Logement : Squattons chez la Marquise !
La crise du logement, c’est tout le temps. Mais c’est surtout en hiver que fleurissent les réquisitions, comme celle du squat La Marquise, à Paris 4e. Avec la chute de la construction immobilière depuis un an et l’immobilisme du gouvernement, les réquisitions sont appelées à se multiplier.

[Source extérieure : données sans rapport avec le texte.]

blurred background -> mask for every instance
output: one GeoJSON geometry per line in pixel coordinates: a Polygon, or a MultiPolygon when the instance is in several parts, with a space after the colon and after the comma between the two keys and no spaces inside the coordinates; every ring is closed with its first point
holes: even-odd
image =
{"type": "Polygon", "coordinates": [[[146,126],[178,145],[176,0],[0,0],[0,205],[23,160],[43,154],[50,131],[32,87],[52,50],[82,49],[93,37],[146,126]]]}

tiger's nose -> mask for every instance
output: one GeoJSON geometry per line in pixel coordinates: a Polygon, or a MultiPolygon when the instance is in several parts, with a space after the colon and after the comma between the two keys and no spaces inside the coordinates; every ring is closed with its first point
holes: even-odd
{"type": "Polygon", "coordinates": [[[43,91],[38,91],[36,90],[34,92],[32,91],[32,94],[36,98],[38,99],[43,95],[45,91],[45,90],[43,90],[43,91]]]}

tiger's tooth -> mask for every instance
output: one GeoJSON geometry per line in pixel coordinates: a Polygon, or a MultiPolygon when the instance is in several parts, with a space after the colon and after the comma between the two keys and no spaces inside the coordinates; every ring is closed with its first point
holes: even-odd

Pénurie de logement sociaux ? Des années de queue pour y accéder ? Tant pis, on squatte ! Depuis début novembre, une quinzaine de personnes appartenant au collectif Jeudi Noir occupent le lieu de naissance de la marquise de Sévigné [1]. Évidemment, c’est luxueux : un magnifique immeuble du XVIIe siècle dans le IVe arrondissement de Paris, place des Vosges, 3 000 mètres carrés, dont deux tiers habitables, avec escalier de marbre, cheminée gigantesque et terrasse de 80 mètres carrés. Les salles haut de plafond sont toutefois difficiles à chauffer, et l’agencement des lieux ne se prête guère à l’intimité des occupants. L’immeuble est inoccupé depuis 1965 (!), mais régulièrement rénové. Sa propriétaire, riche héritière aujourd’hui désargentée, Mme Cottin, a porté plainte pour « violation de domicile ». Les occupants ont réussi à dépasser le délai de 48 heures dans les lieux, obligeant la propriétaire à engager une procédure judiciaire avant de les expulser. Elle réclame 115 000 euros aux 12 personnes assignés.

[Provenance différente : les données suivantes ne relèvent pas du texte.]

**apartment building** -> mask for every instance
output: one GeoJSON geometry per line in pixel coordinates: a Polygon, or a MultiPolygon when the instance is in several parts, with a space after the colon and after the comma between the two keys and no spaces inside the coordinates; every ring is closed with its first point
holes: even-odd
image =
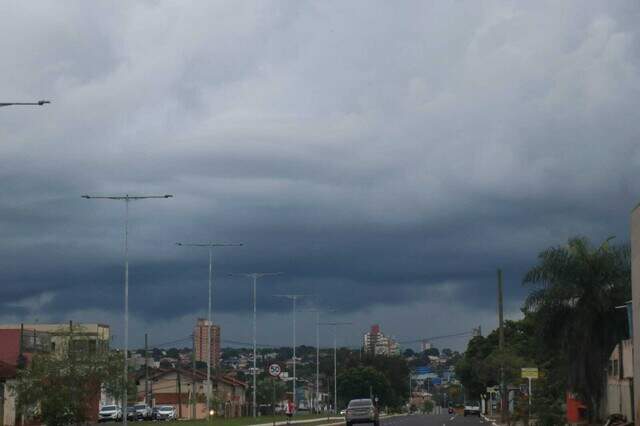
{"type": "Polygon", "coordinates": [[[217,368],[220,361],[220,326],[211,324],[208,320],[198,318],[193,328],[196,361],[207,362],[208,331],[211,330],[211,367],[217,368]]]}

Médiatiquement, Jeudi Noir s’en sort bien. En une semaine le squat a déjà fait l’objet d’un reportage sur TF1 et d’un article dans Le Monde et dans Libération, dans l’idée d’alerter l’opinion publique. Les élus verts de Paris, l’adjointe au maire du IVe arrondissement, et beaucoup de voisins ont apporté leur soutien. Les occupants du squat, rebaptisé la Marquise, ne sont ici que des étudiantes, étudiants et travailleurs précaires.
Parallèlement d’autres ouvertures ne bénéficient pas du même retentissement et du même soutien. La même semaine, à trois pâtés de maisons, un squat à été expulsé par les gardes mobiles le premier jour de son installation. L’adjointe au maire – appelée à la rescousse – était cette fois injoignable. Est-ce parce qu’à la différence des occupants de la Marquise, il y avait ici des punks et des « autonomes » ?
Ces ouvertures de logements se font au début de la trêve hivernale sur les expulsions, bien que celle-ci ne s’applique légalement pas aux squats. Le propriétaire peut en effet en demander expressément la suppression au juge, qui est le dernier à trancher. Selon la Fondation Abbé Pierre, il y a eu en 2008 11 294 expulsions par les forces publiques. Cela représente une augmentation de plus de 150 % en dix ans. Toujours selon la fondation, 1,8 million de ménages en France auraient des difficultés à payer leur loyer.
La situation se tend
Après la fumisterie du « droit au logement opposable » en 2007, Christine Boutin avait annoncé, à la fin de la dernière trêve hivernale, « qu’il n’y aura plus personne à la rue en conséquence d’une expulsion ». Comment ? Grâce à des commissions de « prévention des expulsions » dans chaque département chargées de remédier aux situations délicates. Pipeau total, comme chaque fois. Les chiffres ne seront disponibles qu’en 2010, mais ils devraient révéler une nouvelle hausse des expulsions en 2009.
Cela fait plusieurs années qu’on dit que la crise du logement est insoluble s’il n’y a pas construction massive de logements sociaux. Ceux-ci représentent la partie congrue dans la construction immobilière. Or les mises en chantier ont, du fait de la crise économique, reculé de 21% sur l’année écoulée. L’année 2009 va être la pire depuis onze ans en terme de construction d’habitations. C’est bien la preuve, une fois de plus, que la loi du marché est incapable de répondre aux besoins fondamentaux de la population. La solution ce serait la socialisation de l’immobilier, et un large service public du logement. Pour l’instant, vu le contexte, la tension sur le front du logement va s’accroître. Les réquisitions (qu’elles soient le fait du DAL, de Droits devant !!, de Jeudi Noir ou autres collectifs auto-organisés) vont, espérons-le, se multiplier.